Novartis CEO Joe Jimenez

Usually, it's the smaller drugmakers that jump in and take advantage of opportunities that present themselves when manufacturing problems at another company arise. But Novartis CEO Joe Jimenez is not above trying to drum up some business for his Sandoz generic drug unit by pointing out problems with some of the big drugmakers in India.

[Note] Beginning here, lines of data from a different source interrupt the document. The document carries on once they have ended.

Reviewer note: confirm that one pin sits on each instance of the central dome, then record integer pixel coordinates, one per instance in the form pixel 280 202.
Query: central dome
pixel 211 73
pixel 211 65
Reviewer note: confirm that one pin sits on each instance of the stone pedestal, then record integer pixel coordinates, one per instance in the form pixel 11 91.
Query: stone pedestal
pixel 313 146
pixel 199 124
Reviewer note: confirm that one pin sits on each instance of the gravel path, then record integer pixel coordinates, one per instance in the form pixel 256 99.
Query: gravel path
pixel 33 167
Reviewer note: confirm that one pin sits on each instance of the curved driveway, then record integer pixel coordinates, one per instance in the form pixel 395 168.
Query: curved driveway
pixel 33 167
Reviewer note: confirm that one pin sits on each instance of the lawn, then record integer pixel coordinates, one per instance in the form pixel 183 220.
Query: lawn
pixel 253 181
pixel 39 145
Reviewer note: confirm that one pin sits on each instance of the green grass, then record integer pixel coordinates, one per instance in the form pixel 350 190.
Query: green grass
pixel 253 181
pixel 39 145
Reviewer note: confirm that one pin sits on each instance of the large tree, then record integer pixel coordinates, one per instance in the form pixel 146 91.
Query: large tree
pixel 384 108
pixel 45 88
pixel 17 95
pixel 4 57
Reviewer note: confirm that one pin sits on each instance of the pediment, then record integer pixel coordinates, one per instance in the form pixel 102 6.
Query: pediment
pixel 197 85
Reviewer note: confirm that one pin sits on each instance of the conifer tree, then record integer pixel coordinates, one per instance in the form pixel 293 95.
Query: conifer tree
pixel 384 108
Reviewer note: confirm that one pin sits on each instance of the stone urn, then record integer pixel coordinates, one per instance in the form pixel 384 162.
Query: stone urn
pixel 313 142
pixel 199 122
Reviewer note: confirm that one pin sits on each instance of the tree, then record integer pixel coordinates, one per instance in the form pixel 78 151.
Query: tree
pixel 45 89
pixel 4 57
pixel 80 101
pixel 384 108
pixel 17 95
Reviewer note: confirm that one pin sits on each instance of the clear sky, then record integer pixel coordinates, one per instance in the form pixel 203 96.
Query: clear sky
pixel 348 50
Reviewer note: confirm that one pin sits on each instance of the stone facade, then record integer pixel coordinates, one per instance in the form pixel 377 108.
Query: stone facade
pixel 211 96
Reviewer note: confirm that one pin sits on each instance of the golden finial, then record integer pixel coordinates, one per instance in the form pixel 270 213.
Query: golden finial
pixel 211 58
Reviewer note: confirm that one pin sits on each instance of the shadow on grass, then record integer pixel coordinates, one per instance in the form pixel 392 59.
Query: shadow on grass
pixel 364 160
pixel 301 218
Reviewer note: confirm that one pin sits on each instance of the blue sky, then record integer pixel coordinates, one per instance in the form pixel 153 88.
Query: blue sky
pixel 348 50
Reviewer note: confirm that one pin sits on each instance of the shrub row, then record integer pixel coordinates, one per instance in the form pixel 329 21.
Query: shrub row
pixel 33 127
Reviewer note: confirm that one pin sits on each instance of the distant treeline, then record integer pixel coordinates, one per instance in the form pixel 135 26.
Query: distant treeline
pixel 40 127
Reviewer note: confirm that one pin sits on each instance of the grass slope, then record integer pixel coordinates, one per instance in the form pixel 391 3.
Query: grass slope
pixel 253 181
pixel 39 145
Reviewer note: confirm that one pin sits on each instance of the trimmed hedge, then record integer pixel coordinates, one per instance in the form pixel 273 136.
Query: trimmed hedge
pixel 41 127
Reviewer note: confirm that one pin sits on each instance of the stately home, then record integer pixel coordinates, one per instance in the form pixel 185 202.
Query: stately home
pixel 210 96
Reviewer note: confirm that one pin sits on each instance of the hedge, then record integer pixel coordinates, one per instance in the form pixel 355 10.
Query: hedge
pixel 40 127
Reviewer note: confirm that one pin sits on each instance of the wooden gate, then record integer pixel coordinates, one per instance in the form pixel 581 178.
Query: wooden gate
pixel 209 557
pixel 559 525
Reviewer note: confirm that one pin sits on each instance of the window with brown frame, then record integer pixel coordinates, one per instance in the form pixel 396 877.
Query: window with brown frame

Sandoz has the resources to add the newest technology to its plants, but some others will be unable to keep up, he told Reuters. As a result, he is predicting a shakeout in the generic drugmaking part of the industry.

"Some generic companies with lower margins are going to have a hard time building the quality into their systems," Jimenez told Reuters in an interview. "You're talking about an industry where scale is going to become more important. ... I see this as a competitive advantage for a company like Novartis."

Jimenez acknowledged to the news service that Novartis ($NVS) and its Big Pharma peers are not immune to quality lapses. They just have more money to face and fix them. "I think it is going to become very, very hard to be a small, sub-scale generics company because they are going to have to invest disproportionately in quality assurance assets that significantly change their cost structure and they may not become competitive on price."

Novartis in fact has had huge problems at its OTC plant in Lincoln, NE, which it had to close for remediation after many recalls of many of its key consumer products. But the drugmaker also had the wherewithal to invest in the facility to overcome FDA concerns and the plant is again open and shipping products. In December, the drugmaker also had to recall 42 batches of children's liquid cough and cold products in the U.K. because of a manufacturing issue reported by a contractor.

Some of India's largest generic drugmakers are facing huge regulatory issues right now, with key plants banned from shipping to the U.S. because of issues uncovered by the FDA, like faking drug analytics to indicate that products met standards when they didn't. Ranbaxy Laboratories, Wockhardt and Sun Pharmaceuticals all have plants on the FDA import alert list.